Bewegung in die Sache kam erst im 19. Jahrhundert mit den Bestrebungen neueste Hygiene-Erkenntnisse umzusetzen. Zunächst waren es bürgerlich-liberale Vereine, Intellektuelle und Künstler die sich für die Feuerbestattung einsetzten. Bald schon traten die Sozialdemokraten und der Arbeiterverein „Die Flamme“ nicht zuletzt aus einem antiklerikalen Impuls für die Legalisierung der Leichenverbrennung ein. „Von der Wiege bis zur Bahre“ lautete schließlich die Maxime der Sozialdemokratischen Arbeiterpartei.

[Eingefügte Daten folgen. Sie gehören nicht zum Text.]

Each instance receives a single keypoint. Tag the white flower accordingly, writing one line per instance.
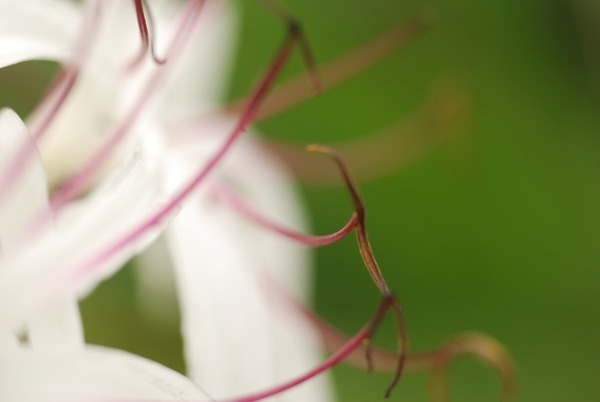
(237, 339)
(39, 278)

Während im deutschen Gotha bereits 1878 und in Zürich und Paris 1889 Krematorien eröffneten, sollte es in Österreich noch bis 1922 dauern. Am 17. Dezember 1922 schließlich eröffnete der Wiener Bürgermeister Jakob Reumann mit der Feuerhalle in Wien Simmering Österreichs erstes Krematorium. Die christlichsoziale Regierung tobte. Per Weisung hatte Sozialminister Richard Schmitz noch am Tag zuvor versucht, die Eröffnung des von Clemens Holzmeister geplanten Krematoriums zu unterbinden.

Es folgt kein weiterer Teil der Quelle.